MEMÓRIAS NÃO REVELADAS VÃO AO BORDEL III >> Albir José Inácio da Silva

(Continuação)

Dasdô olhou para Nicolau e viu que ele viajava. Nem a conversa tava rendendo. Não gostava disso, era honesta, queria dizer que ele estava jogando dinheiro fora, mas tinha medo que ele se aborrecesse de novo.

De fato, Nicolau penetrara no escuro de seus próprios pesadelos. Enquanto eram noturnos, ele os aguentou bem. Dormia mal, acordava pior, olhos inchados, adoecia, mas aguentou. Aí começou a vê-los acordado. Estavam em todos os lugares, às vezes com os mesmos rostos retorcidos daquela época. Podia ouvir-lhes a voz, os gemidos, as súplicas. Outras vezes enxergava-os já de cabelos brancos, andando pelas ruas com filhos e netos, como se um programa de computador os tivesse envelhecido. Ele fugia, entrava numa loja, mas lá estavam eles. Pareciam reconhecê-lo. Sorriam como se tivessem vencido, como se fosse ele o torturado. Como se soubessem do seu abismo. Não o olhavam com ódio, não o condenavam. Pareciam se divertir. Pareciam tranqüilos, como Dasdô ali em frente. Como o olhar de Dasdô. Ás vezes pensava que já conhecia aquele olhar.

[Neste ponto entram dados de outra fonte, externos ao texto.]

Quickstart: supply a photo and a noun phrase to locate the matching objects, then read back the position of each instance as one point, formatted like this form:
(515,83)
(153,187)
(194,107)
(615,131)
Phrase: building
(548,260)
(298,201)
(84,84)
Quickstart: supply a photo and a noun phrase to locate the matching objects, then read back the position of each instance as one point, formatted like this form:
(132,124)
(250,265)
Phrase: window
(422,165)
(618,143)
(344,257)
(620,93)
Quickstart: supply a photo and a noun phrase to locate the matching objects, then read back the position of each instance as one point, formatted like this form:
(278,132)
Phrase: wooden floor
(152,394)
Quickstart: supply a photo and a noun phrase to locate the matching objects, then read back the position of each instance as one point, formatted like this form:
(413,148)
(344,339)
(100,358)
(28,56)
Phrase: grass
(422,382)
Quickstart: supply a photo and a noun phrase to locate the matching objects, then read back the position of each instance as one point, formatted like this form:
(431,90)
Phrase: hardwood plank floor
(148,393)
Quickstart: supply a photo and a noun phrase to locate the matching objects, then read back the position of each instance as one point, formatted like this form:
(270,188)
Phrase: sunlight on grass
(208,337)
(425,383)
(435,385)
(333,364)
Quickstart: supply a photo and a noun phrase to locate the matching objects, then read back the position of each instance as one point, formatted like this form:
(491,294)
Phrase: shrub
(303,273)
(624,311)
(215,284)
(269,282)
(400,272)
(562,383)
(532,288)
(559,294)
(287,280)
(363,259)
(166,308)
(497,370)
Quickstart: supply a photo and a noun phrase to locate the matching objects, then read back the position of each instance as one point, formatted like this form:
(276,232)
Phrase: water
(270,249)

Percebeu que Dasdô também cismava sozinha, mas era melhor assim, calada ela funcionava melhor. O que é que uma putinha de quinta poderia saber sobre problemas tão complexos? Voltou às suas dores.

Seus pesadelos não eram remorsos. Se fez alguma coisa errada, se exagerou, se cometeu alguma injustiça foi por que é humano. Humanos erram. A vida não é justa. A justiça não é justa. A história não é justa porque escolhe seus bodes expiatórios para fingir que faz o que não faz, que compensa o dano, para parecer que tudo se equilibra. Não é nenhum monstro só porque eventualmente ressuscitou alguém para obter mais informações. Informações às vezes imprescindíveis para a recuperação da ordem, da decência e da moral. Isso é cumprimento de dever, e cumprimento de dever não pode ser crime.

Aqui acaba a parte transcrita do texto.